Natsume Ono – Viz – 2010 – 1 volume
Natsume Ono has a pretty good track record for me. I loved not simple, and I thought that House of Five Leaves was pretty great even after I went in dreading it. So when I picked up Ristorante Paradiso, I was ready to fall in love.
The story is about a girl named Nicoletta traveling to Rome to be reunited with her mother. Her mother, Olga, abandoned her after hooking up with a guy who apparently hated children. Nicoletta finds her mother in Rome at the restaurant owned by Olga’s husband, Ristorante Casetta Dell’orso. The restaurant is staffed entirely by older men in glasses. While Nicoletta gets her bearings and tries to decide whether she wants to reveal that Olga is her mother, she slowly falls in step with life at the restaurant and learns a little about all the men that work there.
The book’s charm lies in the way it tells a story without telling a story. Nicoletta hears personal histories and all sorts of gossip, little by little, as she stays at the restaurant and eventually becomes part of the family there. There’s little overarching plot, instead we are treated to a slice-of-life story full of anecdotes that flesh out the characters with little else happening.
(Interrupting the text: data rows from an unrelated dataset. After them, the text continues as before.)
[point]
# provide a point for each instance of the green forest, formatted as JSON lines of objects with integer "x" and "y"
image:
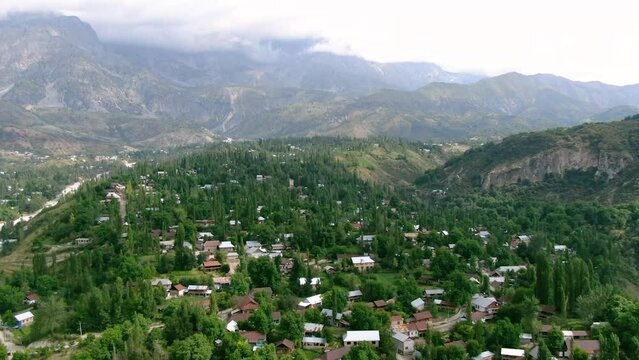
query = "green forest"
{"x": 274, "y": 249}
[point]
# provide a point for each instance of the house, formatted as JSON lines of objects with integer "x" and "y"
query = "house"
{"x": 312, "y": 342}
{"x": 211, "y": 265}
{"x": 267, "y": 291}
{"x": 226, "y": 246}
{"x": 198, "y": 290}
{"x": 367, "y": 239}
{"x": 254, "y": 338}
{"x": 210, "y": 246}
{"x": 396, "y": 320}
{"x": 310, "y": 302}
{"x": 314, "y": 282}
{"x": 313, "y": 328}
{"x": 488, "y": 305}
{"x": 403, "y": 343}
{"x": 354, "y": 295}
{"x": 24, "y": 319}
{"x": 31, "y": 298}
{"x": 286, "y": 265}
{"x": 328, "y": 313}
{"x": 418, "y": 304}
{"x": 82, "y": 241}
{"x": 422, "y": 316}
{"x": 166, "y": 283}
{"x": 284, "y": 347}
{"x": 485, "y": 355}
{"x": 363, "y": 263}
{"x": 590, "y": 347}
{"x": 434, "y": 293}
{"x": 352, "y": 338}
{"x": 378, "y": 304}
{"x": 336, "y": 354}
{"x": 246, "y": 304}
{"x": 503, "y": 270}
{"x": 167, "y": 245}
{"x": 276, "y": 316}
{"x": 512, "y": 354}
{"x": 178, "y": 290}
{"x": 221, "y": 282}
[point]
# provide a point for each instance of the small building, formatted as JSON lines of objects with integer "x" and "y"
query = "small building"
{"x": 31, "y": 298}
{"x": 434, "y": 293}
{"x": 198, "y": 290}
{"x": 24, "y": 319}
{"x": 165, "y": 283}
{"x": 513, "y": 354}
{"x": 211, "y": 265}
{"x": 226, "y": 246}
{"x": 82, "y": 241}
{"x": 221, "y": 283}
{"x": 403, "y": 343}
{"x": 178, "y": 290}
{"x": 363, "y": 263}
{"x": 313, "y": 328}
{"x": 418, "y": 304}
{"x": 310, "y": 302}
{"x": 284, "y": 347}
{"x": 355, "y": 295}
{"x": 313, "y": 342}
{"x": 485, "y": 355}
{"x": 488, "y": 305}
{"x": 254, "y": 338}
{"x": 352, "y": 338}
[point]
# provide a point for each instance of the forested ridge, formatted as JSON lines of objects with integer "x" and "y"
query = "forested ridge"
{"x": 548, "y": 265}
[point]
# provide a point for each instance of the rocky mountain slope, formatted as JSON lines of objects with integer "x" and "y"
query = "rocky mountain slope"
{"x": 598, "y": 160}
{"x": 63, "y": 90}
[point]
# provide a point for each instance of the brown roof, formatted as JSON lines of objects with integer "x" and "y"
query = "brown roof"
{"x": 211, "y": 264}
{"x": 589, "y": 346}
{"x": 252, "y": 336}
{"x": 276, "y": 316}
{"x": 237, "y": 317}
{"x": 423, "y": 315}
{"x": 336, "y": 354}
{"x": 422, "y": 326}
{"x": 247, "y": 303}
{"x": 286, "y": 343}
{"x": 379, "y": 303}
{"x": 456, "y": 343}
{"x": 477, "y": 315}
{"x": 580, "y": 333}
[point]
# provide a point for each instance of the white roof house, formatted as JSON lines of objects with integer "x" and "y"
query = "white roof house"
{"x": 510, "y": 268}
{"x": 418, "y": 304}
{"x": 361, "y": 335}
{"x": 311, "y": 301}
{"x": 512, "y": 352}
{"x": 359, "y": 260}
{"x": 314, "y": 281}
{"x": 226, "y": 245}
{"x": 23, "y": 316}
{"x": 484, "y": 355}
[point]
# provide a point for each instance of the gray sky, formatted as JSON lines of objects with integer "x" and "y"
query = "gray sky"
{"x": 582, "y": 40}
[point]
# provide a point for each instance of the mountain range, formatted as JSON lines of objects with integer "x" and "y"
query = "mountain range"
{"x": 64, "y": 90}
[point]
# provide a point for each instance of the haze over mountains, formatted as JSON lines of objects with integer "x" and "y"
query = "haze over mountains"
{"x": 63, "y": 90}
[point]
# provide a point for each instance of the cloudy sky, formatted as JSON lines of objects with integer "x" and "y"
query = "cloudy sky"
{"x": 582, "y": 40}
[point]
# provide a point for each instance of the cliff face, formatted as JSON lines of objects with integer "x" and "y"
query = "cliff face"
{"x": 557, "y": 161}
These sorts of stories can be enjoyable, and it’s rare that we see them in English. Watching things unfold is fun, and I love the storytelling technique where the characters are simply real people, and Nicoletta is hearing their stories not because of traumatic events, but because she asks. It’s a great concept, and Ono pulls it off really well.
Then what’s my problem? These characters are so damn mundane. You know what I could do instead of reading this book? Go to work and talk to my own coworkers. Their lives are actually far more interesting than anything that happened in Ristorante Paradiso.
And therein lies the problem. Why am I reading this, then? What does this book have to offer me that going out and talking to real people can’t? I’d be hard pressed to find people who are less interesting than the characters in this book.
I think I may be the only person who didn’t like this. I suppose it’s just a matter of taste. It does a good job of simulating reality without actually being real. I don’t mind reality-based stories (I’ll read pretty much anything, honestly), but within that, there still has to be a story to tell. The men here just weren’t interesting enough for my taste.
I’m still going to read Gente, the follow-up series with the same characters. Perhaps a deeper look into the lives of the characters will reveal more interesting stories to tell than their day-to-day affairs. And Natsume Ono is still a great writer, so I’m sure there’ll be something to like there.
I don’t know. Maybe I just read this on the wrong day or something.